Medio Oriente
I distruttori di Gaza e l’antisemitismo occidentale sono nemici dell’umanità, allo stesso modo
Nel rapido pendolo delle opinioni pubbliche algoritmiche di questo tempo, il giorno della marmotta di ieri azzera quello dell’altroieri, in attesa naturalmente di domani. Così, non si fa neanche in tempo a registrare un cambiamento significativo nei toni e nelle consapevolezze di chi da sempre “sta con Israele”, che le cronache riportano di un aggressione antisemita in un autogrill alle porte di Milano, e con esse il florilegio di commenti quasi confortati di molti “amici di Israele”: vedete cosa succede a dire falsità sugli “immaginari crimini di Israele” a Gaza, chiedono in coro retorici? “Succede che poi qualcuno, armato dalle menzogne dei media che credono alle bugie di Hamas se la prende con la prima kippà che passa per strada”, dicono, fino a preconizzare vicine notti dei Cristalli, nuove deportazioni, nuove leggi razziali anti-ebraiche che sarebbero già pronte per finire sulle Gazzette Ufficiali di mezza Europa. Posa speculare e contraria all’atteggiamento di quanti tra “gli amici dei palestinesi”, invece di discostarsene, rivendicano il nesso: “Certo, gli ebrei non si dissociano in massa dal governo israeliano, ed è ovvio che poi succedano queste cose”. In pochi arrivano a dire che ciò che è ovvio è anche giusto, ma è abbastanza chiaro che a fermarli sia solo un residuale, forse inconscio pudore. Più ampia, tra “gli amici di Gaza”, è poi la cerchia di chi minimizza: non solo il singolo episodio, questo o un altro, ma più in generale l’esistenza e la pericolosa, già attuale e ancor più potenziale, recrudescenza dell’antisemitismo in Europa e in Occidente, scivolando nel giustificazionismo.
Naturalmente, i due fronti si rafforzano a vicenda, e si alimentano di sangue ed energia.
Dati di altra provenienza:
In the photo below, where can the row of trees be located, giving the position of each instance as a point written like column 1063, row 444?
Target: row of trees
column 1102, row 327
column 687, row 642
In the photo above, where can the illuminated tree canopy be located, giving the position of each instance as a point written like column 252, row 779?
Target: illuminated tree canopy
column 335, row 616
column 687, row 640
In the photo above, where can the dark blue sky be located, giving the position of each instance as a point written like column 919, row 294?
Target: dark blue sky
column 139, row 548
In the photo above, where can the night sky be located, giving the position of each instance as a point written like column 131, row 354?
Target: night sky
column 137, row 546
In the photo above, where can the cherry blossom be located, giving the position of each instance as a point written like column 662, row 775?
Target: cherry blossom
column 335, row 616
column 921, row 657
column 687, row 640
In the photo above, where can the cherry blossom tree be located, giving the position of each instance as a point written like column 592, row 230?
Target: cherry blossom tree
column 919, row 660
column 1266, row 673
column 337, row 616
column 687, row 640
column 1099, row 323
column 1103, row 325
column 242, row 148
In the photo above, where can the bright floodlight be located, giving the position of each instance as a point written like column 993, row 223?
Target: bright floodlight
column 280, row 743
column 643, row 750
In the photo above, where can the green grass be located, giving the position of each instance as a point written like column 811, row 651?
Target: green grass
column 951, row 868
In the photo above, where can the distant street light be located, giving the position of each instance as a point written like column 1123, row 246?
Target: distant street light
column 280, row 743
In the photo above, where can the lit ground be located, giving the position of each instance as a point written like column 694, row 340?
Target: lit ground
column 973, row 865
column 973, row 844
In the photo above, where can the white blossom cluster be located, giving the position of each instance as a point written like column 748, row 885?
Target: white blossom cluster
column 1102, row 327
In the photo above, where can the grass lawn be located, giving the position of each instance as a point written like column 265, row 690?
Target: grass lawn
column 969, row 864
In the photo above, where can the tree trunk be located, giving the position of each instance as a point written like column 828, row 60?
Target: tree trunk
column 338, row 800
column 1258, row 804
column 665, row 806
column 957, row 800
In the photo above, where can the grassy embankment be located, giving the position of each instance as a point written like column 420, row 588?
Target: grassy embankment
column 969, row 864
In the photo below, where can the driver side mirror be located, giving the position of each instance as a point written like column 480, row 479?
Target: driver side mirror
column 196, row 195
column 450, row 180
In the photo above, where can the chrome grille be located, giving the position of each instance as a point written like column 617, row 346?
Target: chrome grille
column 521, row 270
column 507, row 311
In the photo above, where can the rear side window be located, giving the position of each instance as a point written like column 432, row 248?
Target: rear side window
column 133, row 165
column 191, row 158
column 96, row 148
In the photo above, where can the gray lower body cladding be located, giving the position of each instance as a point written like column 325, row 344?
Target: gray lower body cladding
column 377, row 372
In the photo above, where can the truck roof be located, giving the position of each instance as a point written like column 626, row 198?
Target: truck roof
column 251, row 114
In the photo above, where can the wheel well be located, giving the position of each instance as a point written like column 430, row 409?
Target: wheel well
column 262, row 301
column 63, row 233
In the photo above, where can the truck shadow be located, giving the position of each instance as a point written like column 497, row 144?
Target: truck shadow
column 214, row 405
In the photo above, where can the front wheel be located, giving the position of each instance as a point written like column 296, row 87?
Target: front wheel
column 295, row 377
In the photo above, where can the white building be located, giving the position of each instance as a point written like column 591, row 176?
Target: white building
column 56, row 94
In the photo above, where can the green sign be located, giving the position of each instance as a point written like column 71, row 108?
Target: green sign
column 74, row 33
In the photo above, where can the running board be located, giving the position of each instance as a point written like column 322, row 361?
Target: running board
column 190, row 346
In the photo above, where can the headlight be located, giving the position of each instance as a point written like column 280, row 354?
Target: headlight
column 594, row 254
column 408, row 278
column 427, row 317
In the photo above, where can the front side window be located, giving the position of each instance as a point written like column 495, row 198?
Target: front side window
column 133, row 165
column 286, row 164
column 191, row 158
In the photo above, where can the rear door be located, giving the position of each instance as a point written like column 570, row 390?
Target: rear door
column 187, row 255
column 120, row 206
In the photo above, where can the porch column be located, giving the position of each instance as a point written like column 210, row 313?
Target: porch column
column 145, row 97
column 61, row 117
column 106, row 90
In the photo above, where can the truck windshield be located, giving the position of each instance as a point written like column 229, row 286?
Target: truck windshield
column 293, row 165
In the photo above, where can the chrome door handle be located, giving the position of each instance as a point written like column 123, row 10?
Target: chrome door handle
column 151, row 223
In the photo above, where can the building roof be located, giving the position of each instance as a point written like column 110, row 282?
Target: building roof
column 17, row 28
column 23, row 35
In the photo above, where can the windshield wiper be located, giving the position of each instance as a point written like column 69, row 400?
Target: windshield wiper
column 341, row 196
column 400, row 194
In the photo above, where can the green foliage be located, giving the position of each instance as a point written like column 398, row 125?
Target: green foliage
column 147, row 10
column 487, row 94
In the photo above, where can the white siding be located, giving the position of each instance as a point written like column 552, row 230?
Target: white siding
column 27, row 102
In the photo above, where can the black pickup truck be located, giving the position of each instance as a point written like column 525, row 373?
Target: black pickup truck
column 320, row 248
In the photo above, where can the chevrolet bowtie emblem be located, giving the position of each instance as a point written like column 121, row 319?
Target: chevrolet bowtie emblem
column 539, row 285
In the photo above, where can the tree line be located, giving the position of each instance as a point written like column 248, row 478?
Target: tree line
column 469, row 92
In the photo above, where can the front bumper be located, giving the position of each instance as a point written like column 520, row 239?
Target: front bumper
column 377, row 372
Ad ogni “buona notizia” per il proprio fronte – che è poi una cattiva notizia: un aggressione antisemita, un’altra strage a Gaza – alzano il ditino, o lo puntano, per dire: “Ecco, vedete?”. Mi è chiaro, ovviamente, che non tutti quanti prendono parola sono preda di questo cinismo incosapevole. So e conosco che in molte persone sono una sincera umanità e passione per i diritti di tutti a sanguinare, di fronte all’ingiustizia distruttiva subita dal popolo Gazawi, che anche in Israele comincia ad essere chiamata “genocidio”, come negli “altri” ci sono una cosciente e memore preoccupazione per l’antisemitismo in Europa, per le nostre responsabilità storiche e culturali: una barriera anche per non dimenticare che obbrobrio criminale sia stato il 7 Ottobre di Hamas. Il punto e il problema però è proprio questo: i due gruppi di sensibili, parlo dei sinceramente sensibili alle due ragioni, sembrano avere uno spazio di interesezione molto ridotto, sempre di più. Come se il diritto dei Gazawi ad avere una terra, una vita degna, pane e libertà sia alternativo a quello degli ebrei di tutto il mondo a vivere sereni e sicuri. Due diritti universali che prescindono dalle idee professate. E che quindi valgono anche per i palestinesi che in cuor loro vorrebbero vedere la “Palestina libera dal fiume al mare”, e per gli ebrei di qualunque professione politica, perfino quelli che non si dissociano da Netanyahu perchè ne condividono pensiero e azione.
Già, il problema dei veri sensibili dei quali parliamo sta proprio qui, ed è comprensibile: come si può difendere il diritto, come si possono difendere i diritti umani di chi, in fondo, o neanche tanto in fondo, ritiene prevalente il proprio, potenzialmente fino alla distruzione del diritto e magari anche della vita, dell’altro? Non è un problema da poco. Ma si chiamano diritti umani perchè concepiti, sull’onda dell’ottimismo della ragione, perchè fossero di tutti, e uguali per tutti. Perchè questo diventi realtà, serve a ciascuno di riconoscere gli errori e i crimini di quelli che si ritengono “amici”, della propria parte. E condannare e combattere l’antisemitismo con ogni fermezza e durezza, come se la distruzione di Gaza non ci fosse, e condannare Netanyahu e il suo governo, perchè la distruzione di Gaza, purtroppo, tragicamente, c’è e continua: senza sbocchi e senza fine.